In the court's view, allowing the $5,000 in punitives to stand would be a unwarranted windfall to the plaintiff and is not necessary to achieve the goals of punishing Johnson and deterring similar conduct in the future. The modest harm suffered by the plaintiff does not support an award of $5,000 in punitive damages. See, e.g., Smith v. Davis, 02-CV-233 (N.D. Ind.)(jury returned guilty verdict on claim that inmate was placed in administrative segregation for over three years in retaliation for grievance; $1 of compensatory damages, $1,000 in punitive damages from each defendant who was primarily responsible). Additionally, allowing the award to stand might also discourage the ARB and committee members from taking corrective action in future cases.

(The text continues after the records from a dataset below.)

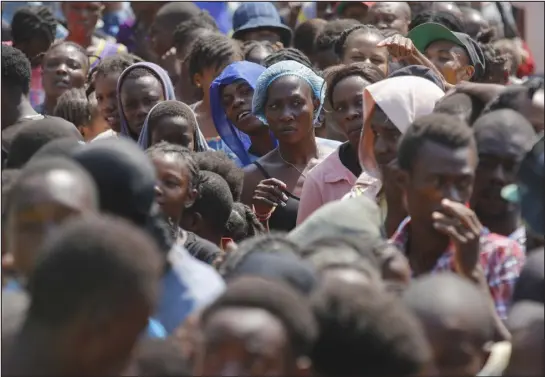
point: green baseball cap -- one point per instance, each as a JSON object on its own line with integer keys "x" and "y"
{"x": 425, "y": 34}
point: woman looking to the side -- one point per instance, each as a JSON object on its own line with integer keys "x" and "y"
{"x": 288, "y": 98}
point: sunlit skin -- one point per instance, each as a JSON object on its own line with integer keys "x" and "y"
{"x": 362, "y": 47}
{"x": 452, "y": 60}
{"x": 173, "y": 189}
{"x": 138, "y": 97}
{"x": 50, "y": 200}
{"x": 63, "y": 68}
{"x": 347, "y": 107}
{"x": 243, "y": 342}
{"x": 173, "y": 129}
{"x": 106, "y": 94}
{"x": 394, "y": 16}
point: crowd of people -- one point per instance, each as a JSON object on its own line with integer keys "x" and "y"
{"x": 359, "y": 182}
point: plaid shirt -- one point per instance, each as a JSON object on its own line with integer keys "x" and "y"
{"x": 501, "y": 259}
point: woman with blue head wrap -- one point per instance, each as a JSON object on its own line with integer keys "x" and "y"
{"x": 288, "y": 98}
{"x": 231, "y": 103}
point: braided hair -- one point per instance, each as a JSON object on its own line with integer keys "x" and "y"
{"x": 288, "y": 53}
{"x": 212, "y": 51}
{"x": 447, "y": 19}
{"x": 184, "y": 32}
{"x": 340, "y": 44}
{"x": 74, "y": 106}
{"x": 249, "y": 46}
{"x": 494, "y": 60}
{"x": 183, "y": 154}
{"x": 33, "y": 22}
{"x": 367, "y": 71}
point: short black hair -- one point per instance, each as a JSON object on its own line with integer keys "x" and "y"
{"x": 63, "y": 147}
{"x": 182, "y": 153}
{"x": 349, "y": 251}
{"x": 367, "y": 71}
{"x": 514, "y": 97}
{"x": 275, "y": 242}
{"x": 160, "y": 357}
{"x": 34, "y": 135}
{"x": 33, "y": 22}
{"x": 287, "y": 53}
{"x": 242, "y": 223}
{"x": 212, "y": 51}
{"x": 74, "y": 106}
{"x": 221, "y": 164}
{"x": 78, "y": 47}
{"x": 340, "y": 44}
{"x": 276, "y": 298}
{"x": 173, "y": 109}
{"x": 438, "y": 128}
{"x": 64, "y": 284}
{"x": 114, "y": 64}
{"x": 184, "y": 32}
{"x": 306, "y": 34}
{"x": 214, "y": 202}
{"x": 461, "y": 105}
{"x": 16, "y": 71}
{"x": 447, "y": 19}
{"x": 176, "y": 12}
{"x": 331, "y": 32}
{"x": 44, "y": 166}
{"x": 505, "y": 124}
{"x": 365, "y": 328}
{"x": 249, "y": 46}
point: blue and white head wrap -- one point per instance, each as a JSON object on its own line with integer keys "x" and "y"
{"x": 286, "y": 68}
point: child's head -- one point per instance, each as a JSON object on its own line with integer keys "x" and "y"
{"x": 210, "y": 212}
{"x": 177, "y": 178}
{"x": 33, "y": 31}
{"x": 209, "y": 55}
{"x": 359, "y": 44}
{"x": 457, "y": 320}
{"x": 173, "y": 122}
{"x": 221, "y": 164}
{"x": 76, "y": 107}
{"x": 104, "y": 81}
{"x": 46, "y": 194}
{"x": 92, "y": 294}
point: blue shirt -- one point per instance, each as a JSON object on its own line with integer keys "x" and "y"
{"x": 188, "y": 286}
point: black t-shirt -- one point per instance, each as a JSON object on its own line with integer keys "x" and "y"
{"x": 201, "y": 249}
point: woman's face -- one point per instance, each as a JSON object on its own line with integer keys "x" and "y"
{"x": 173, "y": 129}
{"x": 362, "y": 47}
{"x": 347, "y": 98}
{"x": 106, "y": 93}
{"x": 386, "y": 137}
{"x": 82, "y": 16}
{"x": 451, "y": 60}
{"x": 138, "y": 96}
{"x": 289, "y": 109}
{"x": 64, "y": 68}
{"x": 236, "y": 99}
{"x": 173, "y": 188}
{"x": 258, "y": 55}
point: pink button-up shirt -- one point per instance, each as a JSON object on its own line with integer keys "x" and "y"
{"x": 328, "y": 181}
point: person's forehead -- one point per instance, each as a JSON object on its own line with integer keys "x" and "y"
{"x": 59, "y": 186}
{"x": 441, "y": 159}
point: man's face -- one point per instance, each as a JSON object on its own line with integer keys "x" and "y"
{"x": 438, "y": 173}
{"x": 452, "y": 60}
{"x": 499, "y": 161}
{"x": 389, "y": 16}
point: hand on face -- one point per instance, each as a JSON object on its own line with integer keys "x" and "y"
{"x": 398, "y": 46}
{"x": 268, "y": 194}
{"x": 463, "y": 228}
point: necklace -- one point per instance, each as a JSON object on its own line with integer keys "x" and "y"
{"x": 292, "y": 165}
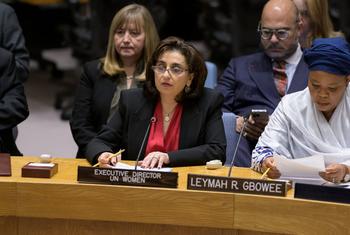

The Court believes that the award of punitive damages should be reduced to $500.00. The court believes this amount is substantial enough to recognize the importance of the plaintiff's constitutional right to petition for redress without retaliation, to punish Johnson, and to deter others from similar retaliation in the future.
IT IS THEREFORE ORDERED:
1) The defendants' motion for judgment as a matter of law or for a new trial is granted in part and denied in part as set forth below (d/e 76).
2) The defendants motion for judgment as a matter of law is granted as to defendants Wingerter, Pickering, Klindworth, Fernandez, Pierson, Weatherford, and Pursell. The clerk is directed to enter an amended judgment in favor of defendants Wingerter, Pickering, Klindworth, Fernandez, Pierson, Weatherford, and Pursell and against the plaintiff.
3) The defendants' motion for judgment as a matter of law is denied as to defendant Johnson.
4) The defendants' motion for a new trial as to the liability of defendant Johnson is denied.
5) The defendants' motion for a new trial as to damages against defendant Johnson is granted, unless the plaintiff accepts the court's reduction ("remittitur") of damages.
6) By April 2, 2007, the plaintiff shall inform the court in writing if he accepts the court's reduction (remittitur) in compensatory damages to $1.00 and punitive damages to $500.00, or, if he instead wishes to proceed to a new trial on damages against defendant Johnson. The plaintiff is advised that, if he accepts the remittitur, he will be barred from raising the issue on appeal. Europlast Ltd., 10 F.3d 1266, n. 6 (7th Cir. 1993).
Entered this 12th Day of March, 2007.